Performance is often important to people using Nginx – and for good reason, of course. Sadly, while many people will optimize their software stack they will rarely work on optimizing the back-end code; and even more rarely will they eliminate single points of failure. Such was also the case when SitePoint recently published an article about uploading large files with PHP. This post will discuss a method to accept uploads that will scale far better and not offer malicious users an easy DoS vector.

The Problem

File uploads are used in many places, depending on your site people might be adding avatars, personal pictures, music or any other type of file. The size of uploads can vary a lot but in the end it doesn’t really matter much, you’re still offering a malicious user a single point of failure where he can direct his denial of service attack.

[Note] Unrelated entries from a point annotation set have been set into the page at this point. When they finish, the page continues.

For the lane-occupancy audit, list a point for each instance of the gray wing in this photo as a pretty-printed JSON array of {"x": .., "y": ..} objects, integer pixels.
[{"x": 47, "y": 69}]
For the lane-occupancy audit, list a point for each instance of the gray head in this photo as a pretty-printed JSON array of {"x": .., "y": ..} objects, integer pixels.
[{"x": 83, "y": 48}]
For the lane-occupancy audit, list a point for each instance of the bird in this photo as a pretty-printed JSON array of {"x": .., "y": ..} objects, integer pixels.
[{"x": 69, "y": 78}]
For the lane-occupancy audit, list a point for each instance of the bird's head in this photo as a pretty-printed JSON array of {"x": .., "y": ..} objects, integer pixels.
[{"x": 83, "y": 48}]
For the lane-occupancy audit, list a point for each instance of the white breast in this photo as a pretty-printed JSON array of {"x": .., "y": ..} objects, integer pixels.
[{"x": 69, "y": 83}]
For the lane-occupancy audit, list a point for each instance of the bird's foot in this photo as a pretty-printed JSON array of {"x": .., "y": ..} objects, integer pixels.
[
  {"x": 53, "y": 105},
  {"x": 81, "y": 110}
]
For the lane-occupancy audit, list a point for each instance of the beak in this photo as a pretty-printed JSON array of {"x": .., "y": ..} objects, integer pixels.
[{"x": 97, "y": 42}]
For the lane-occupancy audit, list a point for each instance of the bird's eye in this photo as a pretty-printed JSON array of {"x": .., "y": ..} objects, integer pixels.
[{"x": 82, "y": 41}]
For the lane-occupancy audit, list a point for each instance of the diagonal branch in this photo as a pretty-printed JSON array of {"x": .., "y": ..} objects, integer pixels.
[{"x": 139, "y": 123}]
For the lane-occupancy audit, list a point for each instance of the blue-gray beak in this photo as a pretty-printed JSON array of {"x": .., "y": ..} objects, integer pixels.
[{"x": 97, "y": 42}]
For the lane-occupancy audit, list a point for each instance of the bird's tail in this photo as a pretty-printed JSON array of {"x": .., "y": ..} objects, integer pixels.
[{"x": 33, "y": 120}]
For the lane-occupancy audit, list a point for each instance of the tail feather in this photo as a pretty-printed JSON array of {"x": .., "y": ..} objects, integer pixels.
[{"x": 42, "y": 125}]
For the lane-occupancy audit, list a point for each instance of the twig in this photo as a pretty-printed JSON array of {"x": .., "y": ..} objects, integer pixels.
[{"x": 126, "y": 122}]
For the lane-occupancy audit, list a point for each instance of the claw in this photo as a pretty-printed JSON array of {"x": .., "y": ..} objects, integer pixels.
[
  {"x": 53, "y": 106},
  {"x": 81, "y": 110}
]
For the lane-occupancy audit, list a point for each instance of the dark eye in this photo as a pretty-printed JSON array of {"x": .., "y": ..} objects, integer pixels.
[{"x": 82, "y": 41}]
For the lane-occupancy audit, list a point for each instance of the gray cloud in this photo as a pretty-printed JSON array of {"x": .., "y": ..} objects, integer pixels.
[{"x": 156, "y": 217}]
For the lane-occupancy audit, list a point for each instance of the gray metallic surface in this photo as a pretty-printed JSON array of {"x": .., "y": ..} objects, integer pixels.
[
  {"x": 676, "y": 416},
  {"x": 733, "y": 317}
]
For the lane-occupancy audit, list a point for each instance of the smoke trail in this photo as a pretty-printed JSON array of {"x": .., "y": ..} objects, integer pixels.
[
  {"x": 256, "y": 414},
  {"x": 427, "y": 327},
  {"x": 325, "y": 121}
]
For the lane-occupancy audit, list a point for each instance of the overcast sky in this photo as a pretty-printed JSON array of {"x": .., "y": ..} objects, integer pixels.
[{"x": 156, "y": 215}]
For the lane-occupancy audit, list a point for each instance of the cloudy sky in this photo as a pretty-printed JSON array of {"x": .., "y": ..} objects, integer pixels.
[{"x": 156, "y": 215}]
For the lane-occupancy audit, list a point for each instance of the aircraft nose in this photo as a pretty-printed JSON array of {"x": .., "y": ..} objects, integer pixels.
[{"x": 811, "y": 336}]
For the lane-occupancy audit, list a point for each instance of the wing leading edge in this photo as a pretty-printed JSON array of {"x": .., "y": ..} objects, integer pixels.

Allow me to illustrate. Lets say you have an upload form for people to upload pictures, you run Apache in pre-fork mode with mod_php and 50 max children, otherwise known as the standard Apache setup.

Each time Apache accepts an upload one of these processes is going to be busy for the duration of the upload. Do you see the problem here? File uploads to PHP are essentially really long-running scripts and you’re going to run out of Apache processes quickly. It might not even be a malicious user, you could be a victim of your own popularity.

If you’re using Nginx then you’re already better off as Nginx will buffer the file upload to disk and only pass it to your fastcgi back-end once the file upload is complete. If you’re uploading a 1 GB file Nginx is still going to send 1 GB of data over fastcgi, though, but we can do something about that.

The Solution

Thankfully we are not without options and developing a scalable system for uploading files is not too difficult. To help us out we’ll use two third-party Nginx modules – namely the upload module and upload progress module.

The upload module will handle the actual upload for us in Nginx and when complete will pass the path of the file to PHP for us to know where the file is. This way PHP will not be waiting on the data to be sent but only decide what to do with the data once it’s on the server, this means PHP-wise your file upload can have a sub-second execution time, and at this point your bottleneck is going to be either your network or disk IO!

The upload progress module is fairly self-descriptive in that it will monitor and report the progress of uploads. It accepts a unique identifier with the form submission and when given this identifier will report the status of the upload. Simple.

The Execution

If you’re never compiled Nginx with a third-party module then you’ll be happy to know that it’s fairly simple. Download the source code, extract it and add the following configure option.

--add-module=/path/to/nginx-upload-module
--add-module=/path/to/nginx-upload-progress-module

make, make install and you’re ready to configure it.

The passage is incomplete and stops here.